Re: static analyzer
Re: static analyzer
- Subject: Re: static analyzer
- From: Bill Bumgarner <email@hidden>
- Date: Wed, 07 Jul 2010 11:35:25 -0700
On Jul 7, 2010, at 11:33 AM, Matt Neuburg wrote:
> On or about 7/7/10 11:17 AM, thus spake "Bill Bumgarner" <email@hidden>:
>
>> I missed the OP's post....
>>
>> If the static analyzer is barfing up a false positive, please report it
>> (http://bugreport.apple.com/ works fine).
>
> Is that generally true? I mean, first of all, false positives are a
> well-known phenomenon with this static analyzer (the Web page at llvm.org
> talks about this). Second, they do no harm.
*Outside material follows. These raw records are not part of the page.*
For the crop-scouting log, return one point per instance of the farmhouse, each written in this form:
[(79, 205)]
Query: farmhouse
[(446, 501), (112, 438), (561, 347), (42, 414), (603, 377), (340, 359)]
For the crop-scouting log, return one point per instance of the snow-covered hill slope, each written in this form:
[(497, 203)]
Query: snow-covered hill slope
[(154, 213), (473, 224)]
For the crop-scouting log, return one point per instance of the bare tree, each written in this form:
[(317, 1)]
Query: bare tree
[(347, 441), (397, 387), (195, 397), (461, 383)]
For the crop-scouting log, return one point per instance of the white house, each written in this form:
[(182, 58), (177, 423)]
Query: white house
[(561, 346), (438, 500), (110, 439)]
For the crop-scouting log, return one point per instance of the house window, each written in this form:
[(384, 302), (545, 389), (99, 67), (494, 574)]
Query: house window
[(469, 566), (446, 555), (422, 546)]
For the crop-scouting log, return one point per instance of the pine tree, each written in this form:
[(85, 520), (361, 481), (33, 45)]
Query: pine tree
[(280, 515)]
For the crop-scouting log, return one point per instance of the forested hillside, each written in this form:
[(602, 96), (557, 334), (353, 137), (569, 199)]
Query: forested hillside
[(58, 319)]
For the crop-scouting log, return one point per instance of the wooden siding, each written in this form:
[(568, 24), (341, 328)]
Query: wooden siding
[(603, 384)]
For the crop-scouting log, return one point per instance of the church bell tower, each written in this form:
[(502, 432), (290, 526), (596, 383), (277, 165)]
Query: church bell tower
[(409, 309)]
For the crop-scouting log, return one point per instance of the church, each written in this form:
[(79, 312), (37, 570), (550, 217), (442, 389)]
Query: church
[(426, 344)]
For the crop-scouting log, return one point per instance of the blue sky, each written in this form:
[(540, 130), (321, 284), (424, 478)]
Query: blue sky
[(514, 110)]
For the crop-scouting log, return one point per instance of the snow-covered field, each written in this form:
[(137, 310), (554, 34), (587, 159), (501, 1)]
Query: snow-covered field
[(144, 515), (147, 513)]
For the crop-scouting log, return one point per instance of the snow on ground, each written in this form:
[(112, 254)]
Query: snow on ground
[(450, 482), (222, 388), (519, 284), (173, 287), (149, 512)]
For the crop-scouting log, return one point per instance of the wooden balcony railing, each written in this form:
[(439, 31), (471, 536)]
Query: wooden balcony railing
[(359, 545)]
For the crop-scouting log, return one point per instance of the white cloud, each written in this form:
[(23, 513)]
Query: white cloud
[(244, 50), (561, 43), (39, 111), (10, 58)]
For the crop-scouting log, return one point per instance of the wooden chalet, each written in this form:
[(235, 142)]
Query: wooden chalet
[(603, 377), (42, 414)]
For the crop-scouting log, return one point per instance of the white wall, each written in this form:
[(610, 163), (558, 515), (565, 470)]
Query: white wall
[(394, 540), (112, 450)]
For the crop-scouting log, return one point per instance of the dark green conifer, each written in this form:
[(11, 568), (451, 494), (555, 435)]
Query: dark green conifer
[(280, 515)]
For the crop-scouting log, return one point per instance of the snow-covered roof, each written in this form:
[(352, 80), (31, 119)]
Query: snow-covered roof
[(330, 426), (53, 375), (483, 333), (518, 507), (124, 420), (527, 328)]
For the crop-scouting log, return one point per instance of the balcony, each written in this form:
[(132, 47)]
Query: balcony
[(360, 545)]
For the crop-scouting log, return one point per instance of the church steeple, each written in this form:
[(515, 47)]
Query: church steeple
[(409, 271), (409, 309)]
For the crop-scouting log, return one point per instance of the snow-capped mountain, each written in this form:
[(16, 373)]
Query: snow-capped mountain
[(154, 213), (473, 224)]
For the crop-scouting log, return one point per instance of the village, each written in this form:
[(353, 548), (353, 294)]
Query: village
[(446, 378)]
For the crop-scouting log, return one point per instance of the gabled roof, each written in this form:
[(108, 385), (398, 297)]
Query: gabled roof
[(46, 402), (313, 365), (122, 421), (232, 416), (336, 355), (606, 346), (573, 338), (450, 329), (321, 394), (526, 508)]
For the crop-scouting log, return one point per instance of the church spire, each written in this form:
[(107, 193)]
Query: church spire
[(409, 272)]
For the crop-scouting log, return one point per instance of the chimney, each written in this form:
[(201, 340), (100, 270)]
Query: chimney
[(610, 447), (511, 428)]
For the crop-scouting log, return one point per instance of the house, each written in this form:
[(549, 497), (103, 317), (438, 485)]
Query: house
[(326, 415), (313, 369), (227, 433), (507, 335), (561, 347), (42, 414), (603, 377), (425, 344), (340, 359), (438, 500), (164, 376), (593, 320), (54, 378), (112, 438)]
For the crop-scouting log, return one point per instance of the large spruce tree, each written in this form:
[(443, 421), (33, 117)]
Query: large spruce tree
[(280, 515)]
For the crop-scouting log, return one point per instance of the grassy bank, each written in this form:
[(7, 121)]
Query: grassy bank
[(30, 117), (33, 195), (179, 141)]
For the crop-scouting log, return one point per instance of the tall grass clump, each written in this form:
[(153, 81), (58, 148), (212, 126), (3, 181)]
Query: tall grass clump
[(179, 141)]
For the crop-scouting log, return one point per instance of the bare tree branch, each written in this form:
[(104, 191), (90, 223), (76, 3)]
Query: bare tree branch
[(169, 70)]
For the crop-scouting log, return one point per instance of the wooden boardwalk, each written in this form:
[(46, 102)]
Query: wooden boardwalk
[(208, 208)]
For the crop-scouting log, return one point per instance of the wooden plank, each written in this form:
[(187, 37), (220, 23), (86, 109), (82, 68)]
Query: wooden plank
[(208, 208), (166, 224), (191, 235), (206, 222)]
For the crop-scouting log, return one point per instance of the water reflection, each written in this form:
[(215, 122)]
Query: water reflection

I get a false positive in *any*
> of my apps that uses NSURLConnection, for example:
Yup. That is really true. False positives are taken very seriously.
> That triggers a "potential leak" warning. Well, of course it is a
> *potential* leak. But it isn't a *real* leak, because I happen to know that
> I'm going to release this object in either connection:didFailWithError: or
> connectionDidFinishLoading:. (My code and memory management come right out
> of Apple's own examples here.) I know how NSURLConnections work; the static
> analyzer doesn't. But I would hardly call that a bug.
The static analyzer can be taught about the idiosyncrasies of NSURLConnection.
While the compilers are all about generically compiling code and making sure your code can be predictably evaluated within the defines of the standard and mores of the language, the static analyzer is very much all about making sure your code is behaving appropriately within the confines of the targeted APIs.